3. An instantaneous water heater according to claim 2 wherein: the valve portion is connected between the cold-water inlet and the upstream end of the heater can and is arranged to control the flow of cold water from the cold-water inlet to the heater can; and - 12 - the over-temperature valve selectively connects the cold-water inlet to the upstream end of the heater can so as to bypass the valve portion and enable additional flow of cold water from the cold-water inlet to the upstream end of the heater can.

4. An instantaneous water heater according to claim 2 or 3 further including: a flow controller having first and second chambers with respective first and second ports, the valve portion and the overtemperature valve both being formed as part of the flow controller and each individually connecting selectively the first and second chambers.

5. An instantaneous water heater according to any preceding claim further including: a thermomechanical actuator in thermal contact with water in the heater flow path and providing movement in response to temperature changes of water in the heater flow path; and a connecting mechanism for transferring said movement of the thermomechanical actuator to the overtemperature valve such that the over-temperature valve selectively enables additional flow of cold water to the upstream end of the heater according to movement of the thermomechanical actuator.

6. An instantaneous water heater according to claim 5 wherein: the thermomechanical actuator is a wax-stat.

7. An instantaneous water heater according to any preceding claim wherein: the over-temperature valve is arranged to enable varying amounts of additional flow of cold water according to the extent by which the temperature of water in the heater flow path of the heater can exceeds the predefined normal working range.

8. An instantaneous water heater according to claim 7 wherein the valve comprises: walls defining a wall opening and a conical valve member movable axially within the valve opening so as to create a space between the walls and the valve member of variable cross-sectional area.

- 13 -

9. An instantaneous water heater according to any preceding claim wherein: the over-temperature valve is closed and inoperative whilst the temperature of water in the heater flow path of the heater can is within the predefined working range.
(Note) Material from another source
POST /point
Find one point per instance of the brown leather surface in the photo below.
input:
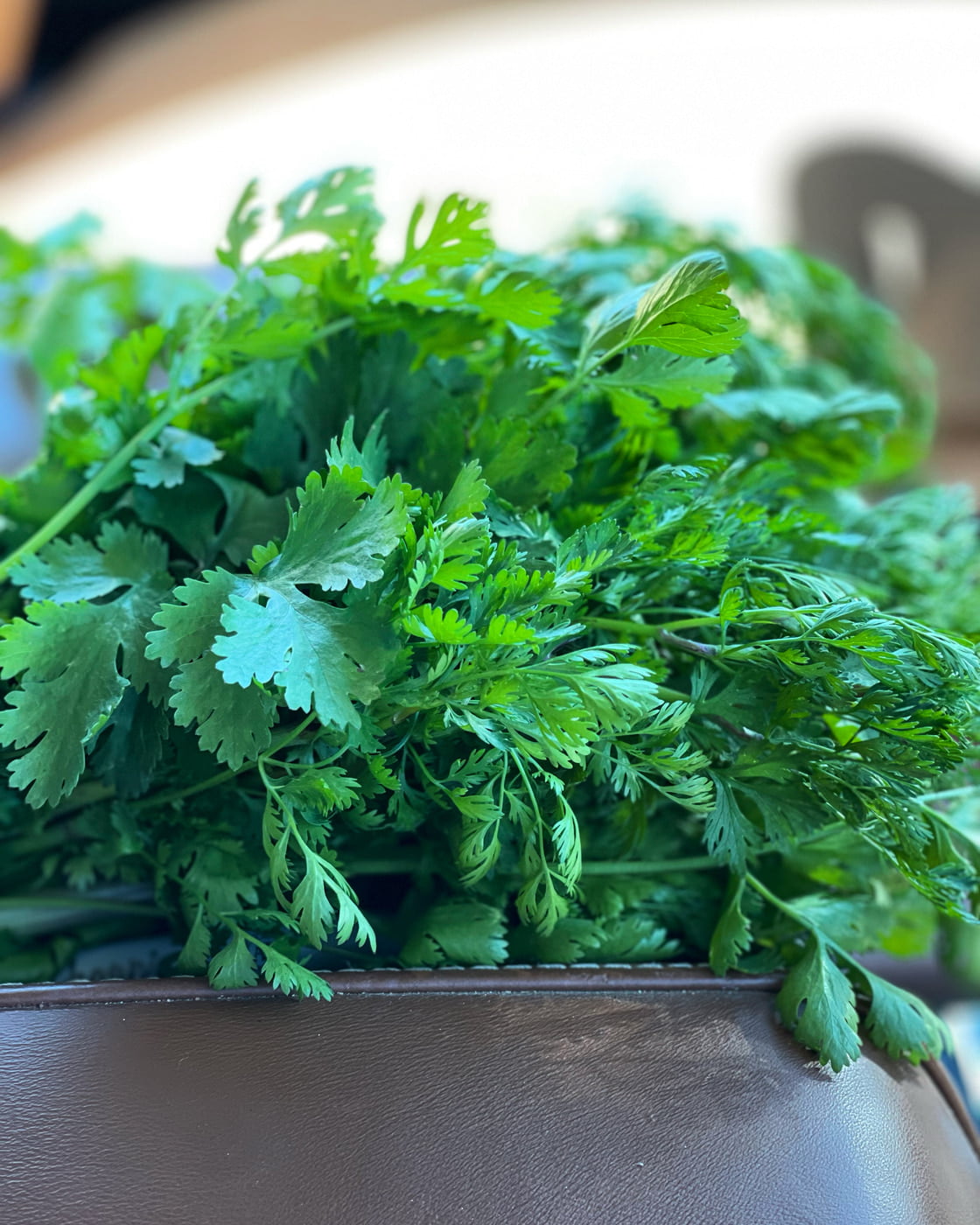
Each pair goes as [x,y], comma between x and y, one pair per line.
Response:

10. An instantaneous water heater according to any preceding claim wherein: the temperature control valve is operable by a user so as to select a required water temperature at the hot-water outlet.

11. An instantaneous water heater according to any preceding claim wherein: the temperature control valve is responsive to a temperature sensor to adjust the flow rate through said at least one flow path to maintain a selected water temperature at the hot-water outlet.

12. An instantaneous water heater according to any preceding claim wherein: the temperature control valve adjusts the temperature of water at the hot-water outlet by adjusting the flow rate of water along the heater flow path.

13. An instantaneous water heater according to any preceding claim wherein: the heater can includes an electric heating coil within the heater flow path.

14. A method of protecting a heater can of an instantaneous water heater from overheating, the heater can having a heater flow path extending from an upstream end to a downstream end, the heater flow path heating water according to flow rate of water through the heater flow path, the method including: providing an additional flow of cold water from a cold water inlet of the instantaneous water heater to the upstream end of the heater can in response to the temperature of water in the heater flow path of the heater can exceeding a predefined normal working range.

15. An instantaneous water heater constructed and arranged substantially as hereinbefore described with reference to and as illustrated by the accompanying drawings.

16. A method of protecting a heater can substantially as hereinbefore described with reference to and as illustrated by the accompanying drawings.